Only 3 of those 30 IDs showed up in ERP-table-XYZ, which matches Jane’s assertion that 3 more people were recently added to lists of expected IDs in the last few days.
So … I guess we just have a fair number of people (30) whom Department B has done sensitive data entry on behalf of Department A for, but … who are just not on Department A’s list of important people yet?
John & Mark, does that sound accurate to you? If so, I won’t worry about the quality of my data feed and will feel that I can close this ticket.
ETL quality assurance often feels like a tightrope:
- Don’t get technical enough and specific enough with your “is this really right?” questions, and people will just nod along like, “you’re the expert, thanks for helping us” and not even realize you’re asking them a question, rather than musing aloud rhetorically.
- Ask a question in a way that gets an answer you need, but then have to backpedal and reassure people that they didn’t do anything wrong in their jobs. (Because a lot of the time, if you’re good at requirements analysis and coding, final QA does end up being a “garbage in, garbage out” issue.)
It often mystifies people who don’t do professional ETL, or don’t do professional data entry & reporting, that I don’t actually need their data to be “good” to get my code “good.”
I can trust that “good” will arrive later as long as the expectations vs. reality numbers for “bad” match each other.

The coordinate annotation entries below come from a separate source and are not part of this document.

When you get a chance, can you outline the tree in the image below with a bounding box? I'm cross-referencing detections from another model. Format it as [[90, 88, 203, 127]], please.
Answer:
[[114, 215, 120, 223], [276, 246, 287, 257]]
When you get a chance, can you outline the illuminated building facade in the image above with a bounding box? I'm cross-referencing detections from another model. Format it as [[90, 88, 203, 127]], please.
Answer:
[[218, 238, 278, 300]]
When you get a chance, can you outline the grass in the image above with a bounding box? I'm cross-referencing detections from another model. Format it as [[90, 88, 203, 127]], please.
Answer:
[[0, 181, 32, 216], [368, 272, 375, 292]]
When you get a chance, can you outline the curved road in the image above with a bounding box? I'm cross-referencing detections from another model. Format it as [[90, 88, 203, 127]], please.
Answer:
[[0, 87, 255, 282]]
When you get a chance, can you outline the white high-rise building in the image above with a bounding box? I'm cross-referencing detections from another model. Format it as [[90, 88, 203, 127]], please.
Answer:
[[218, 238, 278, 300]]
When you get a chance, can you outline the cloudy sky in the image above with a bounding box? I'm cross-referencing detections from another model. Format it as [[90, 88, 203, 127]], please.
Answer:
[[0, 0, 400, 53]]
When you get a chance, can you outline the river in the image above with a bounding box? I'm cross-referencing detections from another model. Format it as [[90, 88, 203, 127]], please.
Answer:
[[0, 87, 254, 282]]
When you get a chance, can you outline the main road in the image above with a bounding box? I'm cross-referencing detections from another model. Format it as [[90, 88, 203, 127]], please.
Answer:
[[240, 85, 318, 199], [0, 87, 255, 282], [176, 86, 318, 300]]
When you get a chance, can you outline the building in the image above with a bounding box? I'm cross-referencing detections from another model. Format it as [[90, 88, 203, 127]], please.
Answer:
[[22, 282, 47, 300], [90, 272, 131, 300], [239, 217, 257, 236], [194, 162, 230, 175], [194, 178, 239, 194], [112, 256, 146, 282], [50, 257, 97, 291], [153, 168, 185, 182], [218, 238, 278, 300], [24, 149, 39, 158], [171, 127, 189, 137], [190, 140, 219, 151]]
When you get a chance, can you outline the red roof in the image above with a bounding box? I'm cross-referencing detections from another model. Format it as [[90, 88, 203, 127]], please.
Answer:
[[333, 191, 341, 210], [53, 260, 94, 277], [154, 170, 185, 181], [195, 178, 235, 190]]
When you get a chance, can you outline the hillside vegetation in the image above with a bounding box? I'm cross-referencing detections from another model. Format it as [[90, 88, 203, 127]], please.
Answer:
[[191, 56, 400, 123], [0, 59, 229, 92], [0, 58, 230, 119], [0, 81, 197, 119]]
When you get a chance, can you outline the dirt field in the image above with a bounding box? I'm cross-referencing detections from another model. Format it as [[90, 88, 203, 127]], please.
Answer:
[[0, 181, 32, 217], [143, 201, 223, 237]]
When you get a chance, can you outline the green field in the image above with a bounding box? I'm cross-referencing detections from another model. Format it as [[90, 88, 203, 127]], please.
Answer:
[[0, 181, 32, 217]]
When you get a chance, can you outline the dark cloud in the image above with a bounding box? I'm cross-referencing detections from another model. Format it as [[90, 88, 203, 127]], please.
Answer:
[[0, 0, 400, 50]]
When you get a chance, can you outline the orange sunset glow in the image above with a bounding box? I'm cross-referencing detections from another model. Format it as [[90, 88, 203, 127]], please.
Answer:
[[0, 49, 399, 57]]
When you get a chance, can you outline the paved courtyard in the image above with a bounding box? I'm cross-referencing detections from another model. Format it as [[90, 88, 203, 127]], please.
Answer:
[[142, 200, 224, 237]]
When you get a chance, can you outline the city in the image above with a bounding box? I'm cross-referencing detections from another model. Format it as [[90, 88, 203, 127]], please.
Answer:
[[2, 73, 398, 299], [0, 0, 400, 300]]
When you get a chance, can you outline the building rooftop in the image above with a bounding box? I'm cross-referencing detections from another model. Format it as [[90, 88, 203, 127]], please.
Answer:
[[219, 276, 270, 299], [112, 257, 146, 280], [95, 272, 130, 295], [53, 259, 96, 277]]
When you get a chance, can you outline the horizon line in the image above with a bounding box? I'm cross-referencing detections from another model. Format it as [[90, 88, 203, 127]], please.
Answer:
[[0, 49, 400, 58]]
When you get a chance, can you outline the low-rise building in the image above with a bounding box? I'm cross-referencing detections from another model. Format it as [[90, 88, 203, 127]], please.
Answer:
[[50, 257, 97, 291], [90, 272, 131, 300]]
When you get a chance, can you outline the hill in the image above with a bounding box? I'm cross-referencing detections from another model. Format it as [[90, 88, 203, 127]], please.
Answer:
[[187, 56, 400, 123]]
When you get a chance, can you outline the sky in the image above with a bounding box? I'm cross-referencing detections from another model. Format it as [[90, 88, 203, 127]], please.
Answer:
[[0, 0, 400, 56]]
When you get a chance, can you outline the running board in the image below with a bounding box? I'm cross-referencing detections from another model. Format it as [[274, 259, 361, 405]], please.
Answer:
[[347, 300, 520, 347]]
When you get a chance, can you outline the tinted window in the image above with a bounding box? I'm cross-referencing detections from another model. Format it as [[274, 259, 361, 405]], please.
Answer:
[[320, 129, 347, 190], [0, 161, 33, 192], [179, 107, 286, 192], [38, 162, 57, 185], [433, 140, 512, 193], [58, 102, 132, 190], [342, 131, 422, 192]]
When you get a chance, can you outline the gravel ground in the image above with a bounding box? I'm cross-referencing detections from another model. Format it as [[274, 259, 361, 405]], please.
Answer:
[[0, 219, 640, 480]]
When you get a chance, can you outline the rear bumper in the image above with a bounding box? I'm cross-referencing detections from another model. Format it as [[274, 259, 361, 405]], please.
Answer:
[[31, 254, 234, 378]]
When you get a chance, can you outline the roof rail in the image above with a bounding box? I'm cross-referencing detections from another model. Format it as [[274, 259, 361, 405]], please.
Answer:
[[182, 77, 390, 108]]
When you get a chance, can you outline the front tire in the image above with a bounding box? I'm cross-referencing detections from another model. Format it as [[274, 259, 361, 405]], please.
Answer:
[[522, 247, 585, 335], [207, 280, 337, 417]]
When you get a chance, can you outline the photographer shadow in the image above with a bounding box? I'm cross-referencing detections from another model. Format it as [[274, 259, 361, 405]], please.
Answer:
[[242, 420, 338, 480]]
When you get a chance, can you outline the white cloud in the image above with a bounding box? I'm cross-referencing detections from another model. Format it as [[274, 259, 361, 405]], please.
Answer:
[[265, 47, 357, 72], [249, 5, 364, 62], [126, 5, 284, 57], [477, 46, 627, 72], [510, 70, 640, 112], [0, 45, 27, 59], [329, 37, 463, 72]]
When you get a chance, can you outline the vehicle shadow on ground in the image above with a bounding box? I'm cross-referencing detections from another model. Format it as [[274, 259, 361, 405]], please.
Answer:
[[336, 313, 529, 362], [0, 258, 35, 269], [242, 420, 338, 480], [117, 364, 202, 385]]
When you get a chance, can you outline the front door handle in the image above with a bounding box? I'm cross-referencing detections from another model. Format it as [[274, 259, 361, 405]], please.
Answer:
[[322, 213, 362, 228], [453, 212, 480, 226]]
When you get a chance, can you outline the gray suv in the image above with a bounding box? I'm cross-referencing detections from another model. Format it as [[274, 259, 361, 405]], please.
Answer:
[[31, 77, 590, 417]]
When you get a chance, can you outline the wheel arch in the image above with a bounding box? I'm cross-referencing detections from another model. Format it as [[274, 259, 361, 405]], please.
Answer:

Haven’t done 90% the work you’ve been meaning to do this week? Not judging; couldn’t care less! Except for being really pleased that “90%” is the number you gave me, since “90%” is the amount of expected data I’m not seeing in my feed, which means I wrote my feed correctly.
But if that’s not a concept you work in day-to-day like I do? That concept sounds like nonsense.
It sounds like I’m passively-aggressively nagging you about your backlog of work.
Which I always feel terrible about.
Takeaways
- Be ready for a lot of tough communication across different areas of expertise (yay, practicing soft skills!). Imagine yourself in their shoes (a big reason people who learned tech mid-career are awesome – they literally can relate to more than one “blind men and the elephant” position at a time) and communicate appropriately.
- Be ready to write a lot of “proofreading queries” on the fly that help you be able to send people numbers they can relate to like “30 out of 61” and maybe even a supporting list of IDs behind those numbers, even if those queries have nothing at all to do with the queries in your ETL automation. Recognizeable numbers (“31! That’s exactly how many people I haven’t done data entry on yet!”) and data-points they can look up individually “(I looked up the first the IDs in your list, and now I see what’s going on – those are people we’re all waiting on to sign a form)” can give business users a lot of “aha!” moments when they’d otherwise feel like you’re speaking Greek to them. This morning’s query literally looked like this:
select count(distinct id_key)
from table_xyz
where id_key in ('id_1', 'id_2', 'id_3', '...') -- the IDs from ERP-table-top-secret that didn't load
I got that list itself from a flat-file out of the data-load, so there was a good bit of Python & Pandas to generate the ('id_1', 'id_2', 'id_3', '...')
string, too, since it’s way faster to process data in plaintext files with Python than with SQL.
In other words, follow the “don’t make me think” principle. YOU, the data expert, are the person who have the power to slice & dice data, not them … so when you ask your question, pre-query some supporting details to go with your question.
For a real-world analogy, don’t ask your roommate, “my water bottle is missing, can you help me find it?” Ask: “my water bottle is missing and I last saw it at home after we got back from the park 3 days ago, and we haven’t gone anywhere since so it’s probably in the house or the car; can you help me find it?”